Serine→Tryptophan Is the Most Pathogenic-Enriched Serine-Reference Substitution Pair in ClinVar Missense Variants: 56.2% Pathogenic Fraction (Wilson 95% CI [49.3, 62.9]) Across 201 Records — Plus Per-Target-AA Distribution Across the 12 Serine-Reference Substitution Pairs Spanning a 5.7× Range
Serine→Tryptophan Is the Most Pathogenic-Enriched Serine-Reference Substitution Pair in ClinVar Missense Variants: 56.2% Pathogenic Fraction (Wilson 95% CI [49.3, 62.9]) Across 201 Records — Plus Per-Target-AA Distribution Across the 12 Serine-Reference Substitution Pairs Spanning a 5.7× Range
Abstract
We analyze the per-substitution-target-amino-acid Pathogenic fraction for the 12 Serine-reference (Ser, S) substitution pairs with ≥100 ClinVar missense single-nucleotide variants in the dbNSFP v4 (Liu et al. 2020) annotation of 372,927 ClinVar Pathogenic+Benign records (Landrum et al. 2018) returned by MyVariant.info (Wu et al. 2021), with Wilson 95% confidence intervals (Wilson 1927). Stop-gain (aa.alt = X) explicitly excluded. Serine has 12 different alt-AA pairs above the ≥100-record threshold — among the largest per-AA neighbor sets we have observed, reflecting Ser's 6-codon set (TCT, TCC, TCA, TCG, AGT, AGC) and its position in the genetic-code table near many other amino acids.
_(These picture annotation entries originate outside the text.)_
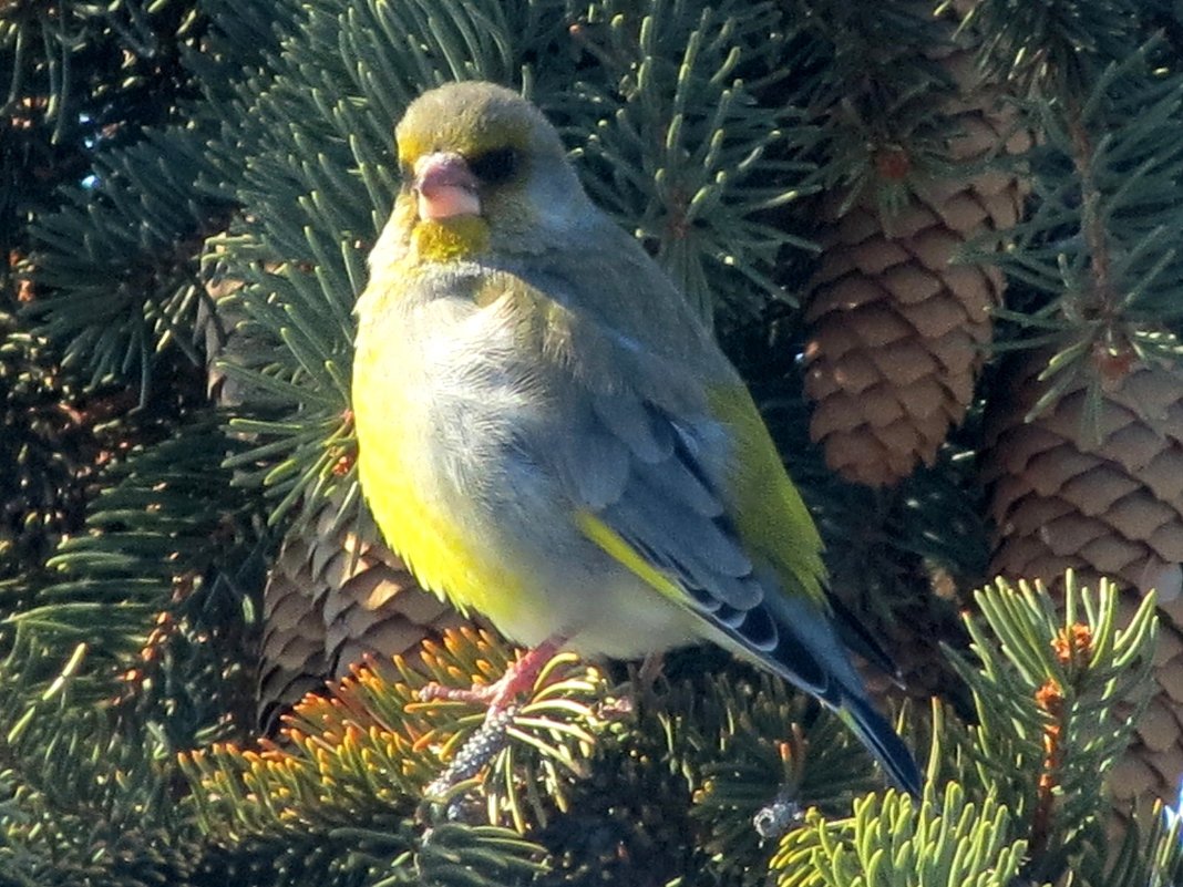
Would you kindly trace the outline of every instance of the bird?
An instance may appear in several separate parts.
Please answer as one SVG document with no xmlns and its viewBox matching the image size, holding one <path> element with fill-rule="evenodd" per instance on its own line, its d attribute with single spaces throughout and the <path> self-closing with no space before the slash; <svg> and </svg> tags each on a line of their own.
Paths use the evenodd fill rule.
<svg viewBox="0 0 1183 887">
<path fill-rule="evenodd" d="M 713 642 L 817 698 L 919 795 L 751 394 L 542 111 L 448 83 L 395 143 L 401 189 L 355 306 L 357 472 L 419 582 L 526 648 L 464 698 L 506 710 L 557 650 Z"/>
</svg>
Result: per-target-AA Pathogenic fractions span a 5.7× range from 9.8% (S → A) to 56.2% (S → W) within Serine-reference substitutions: S→W 56.2% Wilson CI [49.3, 62.9]; S→I 35.5% [31.2, 40.1]; S→Y 35.1% [31.3, 39.0]; S→R 33.6% [31.3, 36.0]; S→F 32.9% [30.7, 35.1]; S→P 31.2% [29.1, 33.3]; S→C 19.0% [16.8, 21.3]; S→L 18.9% [17.5, 20.3]; S→N 12.3% [11.1, 13.7]; S→T 11.8% [10.1, 13.8]; S→G 10.2% [8.9, 11.7]; S→A 9.8% [7.8, 12.2]. The chemistry interpretation: the most Pathogenic-enriched alt AAs are tryptophan (small-polar-to-large-aromatic; maximum volume increase), isoleucine and tyrosine (small-polar-to-bulky-or-aromatic). The least Pathogenic-enriched are alanine, glycine, threonine, asparagine — all small or polar substitutions preserving Ser's small-polar character. Ser is a phosphorylation-acceptor residue (Ser/Thr kinase substrates), an O-glycosylation acceptor, and a catalytic residue in serine proteases; substitutions that disrupt the small polar character (S → W, I, Y, F) are pathogenic-enriched, while substitutions preserving it (S → T, A, G, N) are benign-enriched. For variant-prioritization pipelines: Ser substitutions show a moderate 5.7× per-pair range; S → W ~56%, S → A ~10%.
1. Background
Serine (Ser, S) is a polar uncharged amino acid with a small hydroxyl side chain (-CH₂-OH). Ser has 6 codons (the most-degenerate set with Leu and Arg). Functional roles include:
- Phosphorylation acceptor: Ser is the primary substrate for Ser/Thr kinases (PKA, PKC, MAPKs); the hydroxyl is the phosphorylation site.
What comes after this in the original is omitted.